Friday, 1 April 2011


Fear Itself, which is a great title, somewhat overstates the impact of this novel, whose strongest point is that it manages to capture much of the feeling of the pulp heroes of the late Thirties. Jimmy Nessheim, a German-American FBI agent, former college football star, and all-around good guy is very much in the tradition of Operator No.5 or Secret Agent X, a man of strong build, good looks, and not a whole lot of characterisation. He relies, like any good pulp hero, on his 'inner steeliness', and has a family right out of a Norman Rockwell painting.
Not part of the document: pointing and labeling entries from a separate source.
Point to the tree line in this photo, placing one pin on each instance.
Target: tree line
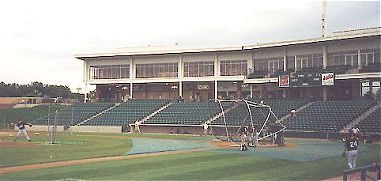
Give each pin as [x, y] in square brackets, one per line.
[36, 89]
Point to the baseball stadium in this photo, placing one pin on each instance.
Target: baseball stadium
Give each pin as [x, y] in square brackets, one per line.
[167, 113]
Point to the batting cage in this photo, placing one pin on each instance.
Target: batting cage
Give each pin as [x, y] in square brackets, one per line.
[245, 117]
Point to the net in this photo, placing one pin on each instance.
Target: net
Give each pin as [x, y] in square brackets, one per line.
[256, 119]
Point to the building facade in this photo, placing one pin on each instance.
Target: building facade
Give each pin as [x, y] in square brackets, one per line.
[239, 72]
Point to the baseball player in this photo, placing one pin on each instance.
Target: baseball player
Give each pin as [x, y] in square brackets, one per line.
[206, 128]
[350, 149]
[21, 126]
[137, 127]
[244, 139]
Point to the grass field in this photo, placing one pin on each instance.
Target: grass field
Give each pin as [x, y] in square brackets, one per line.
[212, 164]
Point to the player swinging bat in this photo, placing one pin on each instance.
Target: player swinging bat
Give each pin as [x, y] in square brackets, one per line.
[21, 126]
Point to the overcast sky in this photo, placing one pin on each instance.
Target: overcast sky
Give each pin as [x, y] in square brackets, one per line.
[38, 38]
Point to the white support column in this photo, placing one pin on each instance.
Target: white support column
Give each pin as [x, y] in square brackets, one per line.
[85, 100]
[132, 76]
[85, 78]
[284, 59]
[250, 65]
[181, 75]
[251, 90]
[253, 59]
[216, 74]
[359, 59]
[325, 57]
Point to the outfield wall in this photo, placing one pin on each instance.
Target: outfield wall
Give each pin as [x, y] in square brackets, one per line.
[90, 129]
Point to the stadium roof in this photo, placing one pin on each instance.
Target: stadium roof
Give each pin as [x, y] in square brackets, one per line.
[160, 50]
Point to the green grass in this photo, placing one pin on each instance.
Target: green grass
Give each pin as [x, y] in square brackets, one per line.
[28, 114]
[206, 165]
[69, 147]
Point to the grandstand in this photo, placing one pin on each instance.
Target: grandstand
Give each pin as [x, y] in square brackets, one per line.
[372, 123]
[324, 79]
[186, 113]
[74, 114]
[127, 113]
[327, 116]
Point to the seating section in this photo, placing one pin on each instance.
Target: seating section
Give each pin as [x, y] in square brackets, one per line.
[327, 116]
[281, 72]
[127, 113]
[187, 113]
[373, 67]
[339, 69]
[257, 74]
[372, 123]
[74, 114]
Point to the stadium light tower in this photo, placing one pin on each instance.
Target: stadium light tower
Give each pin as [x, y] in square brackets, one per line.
[324, 18]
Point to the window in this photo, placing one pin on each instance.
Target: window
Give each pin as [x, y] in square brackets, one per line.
[198, 69]
[109, 72]
[261, 65]
[291, 62]
[369, 56]
[309, 61]
[157, 70]
[233, 67]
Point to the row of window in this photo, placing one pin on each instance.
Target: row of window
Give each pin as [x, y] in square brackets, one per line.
[110, 71]
[273, 64]
[235, 68]
[158, 70]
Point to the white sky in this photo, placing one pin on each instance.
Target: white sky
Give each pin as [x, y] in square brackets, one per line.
[39, 38]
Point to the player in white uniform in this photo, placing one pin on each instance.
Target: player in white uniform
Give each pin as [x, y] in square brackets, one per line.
[21, 126]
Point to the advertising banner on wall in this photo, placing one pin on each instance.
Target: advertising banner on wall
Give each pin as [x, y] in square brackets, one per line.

So when he finds himself engaged in infiltrating the Bund, and lands himself, inadvertently, in the middle of a political intrigue between J. Edgar Hoover and the head of his counter-intelligence, he acts more as a reflector than a protagonist himself.

This would be fine if we got more of the most interesting characters, who are the real ones: Hoover, his right-hand man Clyde Tolson, and William Stephenson, the Canadian chief of British intelligence in Washington, who is, as one might expect in a British novel, the true hero behind the story. There is even a chilling scene in which Heydrich frightens the life out of the German intelligence officer behind the book's secret plot, which turns out to be the assassination of FDR. Rosenheim has obviously done his research, and he has a firm touch when it comes to the pecadillos, both personal and political, of the FBI boss—it's a little bit of pre-war history that needs more telling.

The most interesting of the fictional characters, Harry Guttman, the counter-intelligence boss at odds with Hoover, is a Jewish outcast within the Bureau who's given a crippled wife as well as a thankless job, but who turns out to be just as two-fisted as our hero. The hidden plot, and the identity of the assassin, are not hidden particularly well, partly because the red herrings are built up too deliberately and too fully, and when Nessheim finally finds a true love, it's hard to believe he could be wrong. It might have been nice as well to get FDR slightly more on stage; he's an appealing character, and his contrast with Hoover might have been interesting. There's a prequel killing which is fairly clunky in plot terms, needing to be explained, but not very convincingly, a couple of hundred pages later, and there's the odd Anglicism, parenthetical aside, or unnecessary description (like Chicago's 'famous Loop') that pulp writers used to like because they were being paid by the word, but which slow things down. And one thing Operator No.5 could have told you, is that in a story like this, action is everything. Fear Itself is an interesting historical thriller, but not quite a compelling one.